It was poignant coming out of Shavuot, the holiday that we celebrate the giving of the Torah, to find the world still so incredibly broken. The Torah as so much wisdom for living a moral life, yet we are mired in patterns of white supremacy. The United States has done little to acknowledge of legacy of slavery, lynchings, and discrimination that continues today.
Rabbi Alan Lew taught that in a recurring catastrophe, we ask how we are complicit and accountable. Systematic racism against people of color, aka white supremacy, is absolutely a recurring catastrophe. And now we are a country in crisis.
What is the mussar response? I was asked to address the murder of George Floyd before a previously scheduled Mussar teaching on Sunday morning. I declined, because to do so would have asked each of us to own our white privilege, and how we have contributed to bias against people of color. Why, because Mussar is a practice of personal transformation, guided by Jewish Wisdom. First and foremost, we have to own who we are, and our mistakes.
The next day, after watching the protests, I made a video owning my white privilege. It was scary, and I feel vulnerable putting it out there. But it is what I need to do to take accountability for where we are. But now that I have, I feel a bit better.

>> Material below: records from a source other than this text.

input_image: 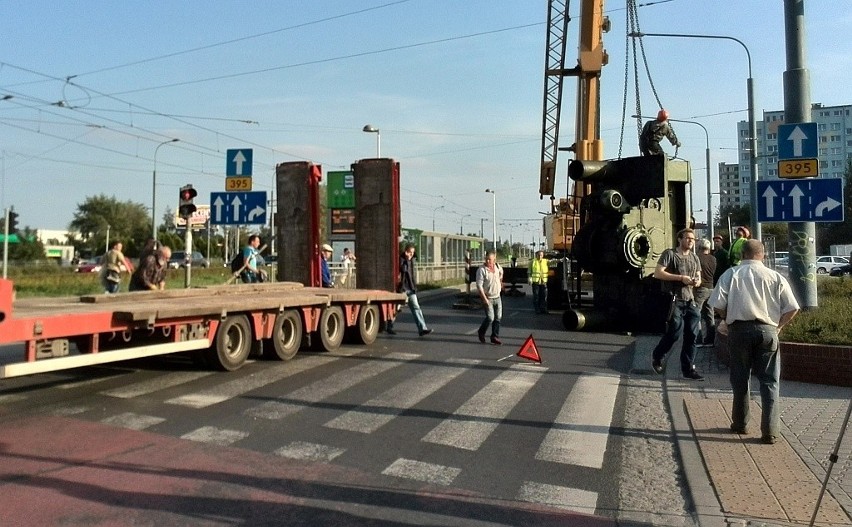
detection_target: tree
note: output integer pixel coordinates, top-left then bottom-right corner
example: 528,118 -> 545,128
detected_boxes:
68,194 -> 151,256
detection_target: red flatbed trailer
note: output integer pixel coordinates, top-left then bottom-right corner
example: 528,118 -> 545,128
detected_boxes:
0,279 -> 405,379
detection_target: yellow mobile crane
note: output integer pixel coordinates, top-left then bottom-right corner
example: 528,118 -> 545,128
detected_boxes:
539,0 -> 610,255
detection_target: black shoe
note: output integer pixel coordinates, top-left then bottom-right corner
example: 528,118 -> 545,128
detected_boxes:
683,370 -> 704,381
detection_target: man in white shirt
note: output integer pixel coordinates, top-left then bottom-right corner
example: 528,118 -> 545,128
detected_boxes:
709,240 -> 799,445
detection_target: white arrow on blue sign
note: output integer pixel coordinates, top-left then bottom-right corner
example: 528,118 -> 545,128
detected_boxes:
225,148 -> 252,176
757,178 -> 843,223
778,123 -> 819,159
210,192 -> 266,225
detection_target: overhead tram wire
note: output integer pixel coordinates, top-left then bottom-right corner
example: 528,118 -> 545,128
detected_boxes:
68,0 -> 411,77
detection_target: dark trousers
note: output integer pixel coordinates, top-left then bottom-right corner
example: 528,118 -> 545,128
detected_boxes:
532,284 -> 547,313
653,300 -> 701,373
728,321 -> 781,437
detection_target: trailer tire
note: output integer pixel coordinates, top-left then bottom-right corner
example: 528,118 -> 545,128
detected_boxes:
346,305 -> 382,346
267,310 -> 302,360
311,306 -> 346,351
207,315 -> 252,371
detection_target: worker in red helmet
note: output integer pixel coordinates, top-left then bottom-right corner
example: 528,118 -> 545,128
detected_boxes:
639,109 -> 680,156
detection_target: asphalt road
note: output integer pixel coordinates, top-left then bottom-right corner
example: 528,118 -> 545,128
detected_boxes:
0,295 -> 684,525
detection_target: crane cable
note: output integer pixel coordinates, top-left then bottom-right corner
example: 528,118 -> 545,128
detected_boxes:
618,0 -> 674,158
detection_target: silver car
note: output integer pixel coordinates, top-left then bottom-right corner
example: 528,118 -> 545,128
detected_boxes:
816,256 -> 849,274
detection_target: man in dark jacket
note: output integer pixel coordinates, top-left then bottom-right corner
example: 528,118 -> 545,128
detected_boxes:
639,110 -> 680,156
385,243 -> 432,337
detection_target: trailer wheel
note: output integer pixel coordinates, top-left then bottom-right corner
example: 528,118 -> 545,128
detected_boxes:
346,305 -> 382,345
268,310 -> 302,360
311,306 -> 346,351
207,315 -> 252,371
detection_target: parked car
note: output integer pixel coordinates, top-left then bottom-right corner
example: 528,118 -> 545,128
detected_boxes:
169,251 -> 210,269
816,256 -> 849,274
828,263 -> 852,276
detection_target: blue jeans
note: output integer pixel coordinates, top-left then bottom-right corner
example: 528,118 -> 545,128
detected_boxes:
653,300 -> 701,373
532,284 -> 547,313
728,322 -> 781,437
479,296 -> 503,338
386,291 -> 426,331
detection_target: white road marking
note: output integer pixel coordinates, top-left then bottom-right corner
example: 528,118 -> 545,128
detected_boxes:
535,375 -> 619,469
382,458 -> 461,486
101,412 -> 165,430
422,365 -> 546,450
180,426 -> 248,446
244,353 -> 420,419
101,371 -> 213,399
166,355 -> 340,408
275,441 -> 346,463
518,481 -> 598,514
325,359 -> 481,434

Owning My White Privilege covers a lot of ground
I explain that white privilege is as simple as having the privilege of not being afraid of being murdered by the police.
I also share a painful memory, of a time I was biased and hurtful to a black person. It came from a place of irrational fear. I did not call names or the police, but what I did was unacceptable, and I apologize.
And I offer three Mussar practices, following that soul trait of Silence, that we can do if we want to be part of the solution:
1. Own your white privilege if you are white presenting
2. Reach out to people of color to ask how they are. And be ok if they don’t want to answer. It is particularly important to recognize and see Jews of Color.
3. Speak out about your own bias. This could be telling a friend, or just writing in a journal, But we all can and must own our own complicity and hurtful actions in the past.
Rabbi Lord Jonathan Sachs taught that Jews cannot solve anti-semitism. We are the victims of anti-semitism. It needs to be solved by the perpetrators of anti-semitism. Similarly, people of color cannot solve white supremacy. It needs to be solved by people with white skin.
The first step is to admit that having white skin gives us a privilege, if only the privilege of not being killed by the police.
The soul trait of Silence governs when we should speak, and when we should not. To learn more, join us for this week’s Jewish Wisdom for Coping in a Pandemic. The free zoom gathering will focus on Silence.
Originally, this post had an image from Wikimedia commons, showing a postcard of the lynching of three black men in Duluth, MN on June 15th, 1920. It captures the horror I feel about what is happening to people of color in the United States.